As many as five more infrastructure companies are moving ahead with issue of infrastructure investment trusts (InvITs) after IRB Infrastructure Developers’ InvIT got oversubscribed 8.5 times.

Market analysts project between ₹15,000 crore and ₹20,000 crore being raised through the InvITs this year helping release locked up funds of banks and the equity capital of the developers in infrastructure projects.

“InvIT is definitely one of the new and most sought after tools for infrastructure companies which are leveraged and have operating and cash generating assets. As all infrastructure companies have large debt exposure where the cost of borrowing is an important aspect, any move, be it InvIT, masala bonds, any kind of instrument that allows the cost of borrowing to be brought down considerably is going to help infrastructure grow faster and forward,” MEP Vice-Chairman & MD Jayant D Mhaiskar told BusinessLine . MEP Infrastructure Developers (MEPIDL)is aiming to raise ₹1,200-1,600 crore, although the assets to be put in the InvIT is still to be considered.

To Anil Ambani’s rescue

For Anil Ambani-led Reliance Infrastructure, InvIT could emerge as a tool to not only reduce its consolidated debt by ₹3,200-4,000 crore, but also focus more on EPC contracts. The company is planning to raise ₹2,500 crore through the InvIT.

The others in the fray include IL&FS Transportation Networks (ITNL, about ₹2,500 crore), GMR Infrastructure (about ₹4,000 crore), Anil Agarwal-controlled Sterlite Power Transmission (₹2,650 crore) and L&T. Harsh Shah, the CFO of Sterlite Power said, “The country needs huge amount of investments in transmission which offers great opportunities for the sponsors of InvITs to grow the portfolio. What InvIT allows us to do is we build a project, sell it to an InvIT, it gets us stable growing cash flows, the sponsor gets its equity, and then invests it back into new projects — hence, the cycle sustains.” However, fund-raising via InvITs may not be a game-changer for the infrastructure sector as this would meet only a fraction of the overall required investments . “The total liquidity locked in the infrastructure sector is ₹6-8 lakh crore and the bank funding is about ₹16 lakh crore. As the amount deployed in infrastructure is high, InvITs emerge as one of the tools to unlock capital for developers and also get the additional source of funding. I would not say it will be a game-changer for the infrastructure industry, but it will be an important tool,” according to K Ravichandran, Senior Vice-President, ICRA.

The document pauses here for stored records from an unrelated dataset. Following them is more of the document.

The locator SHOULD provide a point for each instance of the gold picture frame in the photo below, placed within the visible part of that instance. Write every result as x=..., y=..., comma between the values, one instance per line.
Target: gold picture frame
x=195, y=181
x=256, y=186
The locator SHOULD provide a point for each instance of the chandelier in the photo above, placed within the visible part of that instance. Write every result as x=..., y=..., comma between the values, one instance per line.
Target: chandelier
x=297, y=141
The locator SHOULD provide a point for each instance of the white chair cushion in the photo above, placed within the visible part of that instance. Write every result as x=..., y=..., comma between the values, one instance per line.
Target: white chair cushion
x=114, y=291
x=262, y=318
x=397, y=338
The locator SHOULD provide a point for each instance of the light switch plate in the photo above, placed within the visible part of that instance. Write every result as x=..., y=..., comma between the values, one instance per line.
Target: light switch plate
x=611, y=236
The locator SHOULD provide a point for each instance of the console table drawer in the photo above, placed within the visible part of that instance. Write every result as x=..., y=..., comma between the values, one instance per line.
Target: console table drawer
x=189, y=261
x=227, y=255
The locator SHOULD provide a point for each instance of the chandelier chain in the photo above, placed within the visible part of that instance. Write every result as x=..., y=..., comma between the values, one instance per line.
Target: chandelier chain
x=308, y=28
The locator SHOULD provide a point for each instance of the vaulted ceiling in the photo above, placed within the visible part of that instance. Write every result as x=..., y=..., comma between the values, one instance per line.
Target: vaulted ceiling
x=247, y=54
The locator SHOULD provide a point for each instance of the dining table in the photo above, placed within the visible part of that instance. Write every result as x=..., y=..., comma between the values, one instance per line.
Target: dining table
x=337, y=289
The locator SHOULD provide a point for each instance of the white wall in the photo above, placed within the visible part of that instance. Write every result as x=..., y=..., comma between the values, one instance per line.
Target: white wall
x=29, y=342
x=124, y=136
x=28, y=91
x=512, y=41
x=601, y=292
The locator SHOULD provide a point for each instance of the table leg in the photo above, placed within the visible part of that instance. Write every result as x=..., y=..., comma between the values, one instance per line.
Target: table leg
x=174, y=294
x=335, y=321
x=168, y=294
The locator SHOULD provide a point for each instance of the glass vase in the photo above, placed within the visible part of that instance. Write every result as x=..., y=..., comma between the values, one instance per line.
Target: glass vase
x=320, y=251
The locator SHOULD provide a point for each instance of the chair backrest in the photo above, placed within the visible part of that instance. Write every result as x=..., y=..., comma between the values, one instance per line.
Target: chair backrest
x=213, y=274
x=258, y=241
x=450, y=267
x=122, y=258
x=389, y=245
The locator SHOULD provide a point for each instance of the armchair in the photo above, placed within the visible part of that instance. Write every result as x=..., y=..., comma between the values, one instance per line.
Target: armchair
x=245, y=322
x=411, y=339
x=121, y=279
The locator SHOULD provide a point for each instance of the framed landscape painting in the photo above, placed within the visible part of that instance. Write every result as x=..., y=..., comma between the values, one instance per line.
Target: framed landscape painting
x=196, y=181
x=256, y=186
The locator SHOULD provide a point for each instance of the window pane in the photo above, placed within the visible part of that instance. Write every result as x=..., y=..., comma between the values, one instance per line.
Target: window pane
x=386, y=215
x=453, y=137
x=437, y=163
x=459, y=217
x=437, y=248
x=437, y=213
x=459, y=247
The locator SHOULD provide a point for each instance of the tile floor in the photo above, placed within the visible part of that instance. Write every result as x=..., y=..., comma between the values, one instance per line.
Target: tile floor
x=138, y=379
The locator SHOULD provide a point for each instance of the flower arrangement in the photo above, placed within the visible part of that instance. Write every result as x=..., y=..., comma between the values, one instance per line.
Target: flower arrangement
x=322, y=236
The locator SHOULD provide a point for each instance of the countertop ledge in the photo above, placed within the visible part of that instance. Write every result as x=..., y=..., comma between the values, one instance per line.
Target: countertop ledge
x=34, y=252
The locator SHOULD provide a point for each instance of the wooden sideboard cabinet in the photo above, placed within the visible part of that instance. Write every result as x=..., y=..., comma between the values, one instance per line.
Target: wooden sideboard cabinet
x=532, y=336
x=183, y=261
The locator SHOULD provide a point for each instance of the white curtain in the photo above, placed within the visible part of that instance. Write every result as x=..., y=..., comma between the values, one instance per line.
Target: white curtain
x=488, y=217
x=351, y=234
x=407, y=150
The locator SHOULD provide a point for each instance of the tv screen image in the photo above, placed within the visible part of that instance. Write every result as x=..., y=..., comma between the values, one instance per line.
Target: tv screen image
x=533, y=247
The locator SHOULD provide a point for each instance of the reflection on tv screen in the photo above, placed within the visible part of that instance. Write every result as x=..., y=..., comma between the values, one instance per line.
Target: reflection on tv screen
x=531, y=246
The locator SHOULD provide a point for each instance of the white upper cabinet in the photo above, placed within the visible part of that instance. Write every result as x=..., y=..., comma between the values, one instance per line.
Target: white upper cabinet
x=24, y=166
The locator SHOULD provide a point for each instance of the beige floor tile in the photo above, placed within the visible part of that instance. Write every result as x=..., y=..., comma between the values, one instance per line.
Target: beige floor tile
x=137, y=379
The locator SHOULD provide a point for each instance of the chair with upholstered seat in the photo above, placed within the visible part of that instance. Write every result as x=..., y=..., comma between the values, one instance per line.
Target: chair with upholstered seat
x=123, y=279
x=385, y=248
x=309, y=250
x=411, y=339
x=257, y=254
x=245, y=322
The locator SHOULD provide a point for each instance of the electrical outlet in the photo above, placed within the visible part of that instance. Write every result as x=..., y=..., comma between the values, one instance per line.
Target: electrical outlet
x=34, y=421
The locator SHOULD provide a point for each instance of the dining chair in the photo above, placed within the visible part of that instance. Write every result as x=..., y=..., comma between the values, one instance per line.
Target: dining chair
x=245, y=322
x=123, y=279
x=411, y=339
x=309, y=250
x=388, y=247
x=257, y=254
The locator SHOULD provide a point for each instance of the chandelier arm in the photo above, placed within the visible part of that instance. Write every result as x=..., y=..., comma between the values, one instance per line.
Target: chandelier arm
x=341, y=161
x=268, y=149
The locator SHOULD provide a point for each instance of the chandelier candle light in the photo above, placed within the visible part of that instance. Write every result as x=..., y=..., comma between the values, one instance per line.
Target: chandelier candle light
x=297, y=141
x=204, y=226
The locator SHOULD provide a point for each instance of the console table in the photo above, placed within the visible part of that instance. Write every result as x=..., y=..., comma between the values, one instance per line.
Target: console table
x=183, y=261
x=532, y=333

But there are risks too. Infrastructure project delays, and unstable cash flows are some of the major risks, especially in the road sector — and toll-roads particularly.

“In case of InvITs, you have revenue linked to market risk and some of these market risks are structural trends. So, while a country level traffic may grow, a particular corridor may have permanent loss of traffic. Given this and the fact that InvIT is an instrument that is giving you 9-12 per cent capped internal rate of return (IRR), there is a very low probability that your IRR can exceed that number, but there is a fair probability that the IRR can get much lower,” said Devam Modi, Director, Equirus Securities.

Long-term impact

“The infrastructure sector requires a minimum fund-raising of ₹3-4 lakh crore to deleverage to a sustainable level,” Ratnam Raju Nakka, Associate Director — Infrastructure & Project Finance at India Ratings & Research said and added that only a few players such as IRB Infrastructure and MEPIDLwould benefit, as these companies have relatively lower debt.

Although most of the InvITs announced so far are in the road sector, experts see the potential for InvITs in the sectors having stable cash flows such as transmission sector, annuity projects (annuity is another form of Build-Operate-Transfer (BOT) projects, different from toll) and renewables.